Früherkennung durch Augentest

Veränderungen in der Netzhaut und im Sehnerv können auf Alzheimer hinweisen, lange bevor erste Symptome auftreten. Wie eine neue Studie zeigt, könnte die Krankheit in Zukunft durch einen einfachen Augentest erkannt werden.

Alzheimer beginnt schleichend und unbemerkt. Forscher schätzen, dass bereits zwei Jahrzehnte vor Auftreten der Symptome schädliche Ablagerungen im Gehirn entstehen. Daher wird in der Medizin schon lange nach Wegen gesucht, um die Krankheit früher festzustellen und ihren Verlauf zumindest zu verzögern, schreiben Forscher von der Washington University Medical School in der Aussendung zu ihrer neuen Studie. Zwar gibt es bereits Methoden, um das Risiko für Alzheimer zu erkennen. Diese sind jedoch invasiv - sie verletzen das Gewebe - und teuer, weshalb sie nur selten angewandt werden.

Netzhaut spiegelt Veränderungen

Die Studie ist zwar klein, gibt aber Hoffnung. Sie legt nahe, dass ein gewöhnliches Testgerät, wie es in jeder Augenarztpraxis steht, in Zukunft helfen könnte: „Wir hoffen, dass die neue Technik genutzt werden kann, um zu erkennen, bei wem sich ungewöhnliche Proteine im Gehirn ansammeln, die zur Entwicklung von Alzheimer führen können“, so Studienautorin Bliss O’Bryhim.

Co-Autor Rajendra Apte ergänzt: „Das zentrale Nervensystem und die Netzhaut sind so sehr miteinander verbunden, dass Veränderungen im Gehirn in den Netzhautzellen reflektiert werden könnten.“ Schon in früheren Studien wurden Veränderungen in den Augen von Alzheimer-Patienten festgestellt: Diese zeigten Zeichen von Ausdünnung im Zentrum der Netzhaut und eines Abbaus des Sehnervs. Diese Erkenntnisse bilden die Grundlage für die neue Technik, bei der auch die Anzahl roter Blutzellen in der Netzhaut erfasst wird.

Frühzeitige Therapie

Für die im „Journal of the American Medical Association“ publizierte Studie haben die Forscher die Augen von 30 Teilnehmern eines Alzheimerforschungs-Projekts untersucht.
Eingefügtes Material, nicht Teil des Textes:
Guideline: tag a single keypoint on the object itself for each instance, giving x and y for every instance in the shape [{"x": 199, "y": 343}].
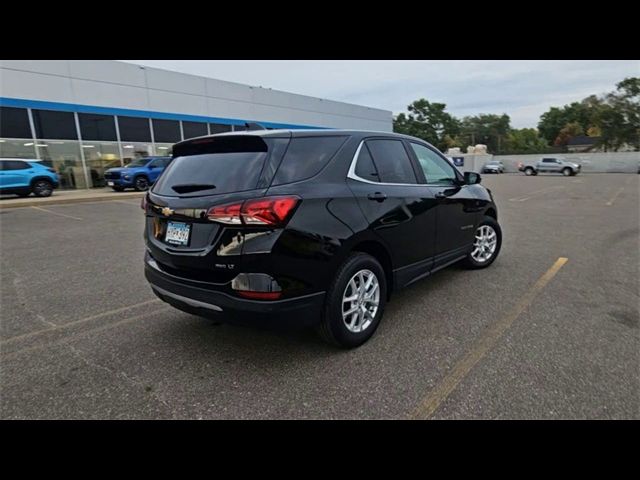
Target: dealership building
[{"x": 82, "y": 117}]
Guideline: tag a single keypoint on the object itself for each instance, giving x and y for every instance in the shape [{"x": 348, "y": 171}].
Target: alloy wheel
[
  {"x": 360, "y": 301},
  {"x": 485, "y": 244}
]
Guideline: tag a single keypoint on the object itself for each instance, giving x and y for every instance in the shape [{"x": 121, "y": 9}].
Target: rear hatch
[{"x": 193, "y": 225}]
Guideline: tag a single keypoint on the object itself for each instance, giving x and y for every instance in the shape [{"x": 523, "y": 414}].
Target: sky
[{"x": 523, "y": 89}]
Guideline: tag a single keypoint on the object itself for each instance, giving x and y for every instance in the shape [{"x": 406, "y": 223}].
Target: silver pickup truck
[{"x": 552, "y": 165}]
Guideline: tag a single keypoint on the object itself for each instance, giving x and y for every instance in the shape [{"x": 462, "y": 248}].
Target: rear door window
[
  {"x": 213, "y": 166},
  {"x": 15, "y": 165},
  {"x": 392, "y": 161},
  {"x": 306, "y": 156},
  {"x": 365, "y": 168},
  {"x": 435, "y": 168}
]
Die Mitte 70-jährigen Probanden zeigten keine klinischen Demenzsymptome, ihr Alzheimer-Risiko war vorab durch die Entnahme von Rückenmarksflüssigkeit getestet worden.

Gut die Hälfte der Teilnehmer hatte erhöhte Werte der Alzheimer-relevanten Proteine Amyloid oder Tau und damit eine hohe Wahrscheinlichkeit, Alzheimer zu entwickeln. Der Rest hatte normale Werte und bildete die Kontrollgruppe. „Bei allen Patienten mit erhöhten Amyloid- oder Tau-Werten haben wir eine signifikante Ausdünnung im Zentrum der Netzhaut festgestellt“, so Rajendra Apte. Bei den Patienten ohne Alzheimer-Hinweise waren hingegen keine Veränderungen der Netzhaut erkennbar.

„Wenn wir mit dem Augentest den Beginn der Krankheit erkennen können, kann es eines Tages möglich sein, rechtzeig mit der Therapie zu beginnen, um weitere Zerstörungen im Gehirn zu verzögern,“ so Co-Autor Gregory van Stavern. Bis dahin seien aber noch weitere Studien mit mehr Patienten notwendig.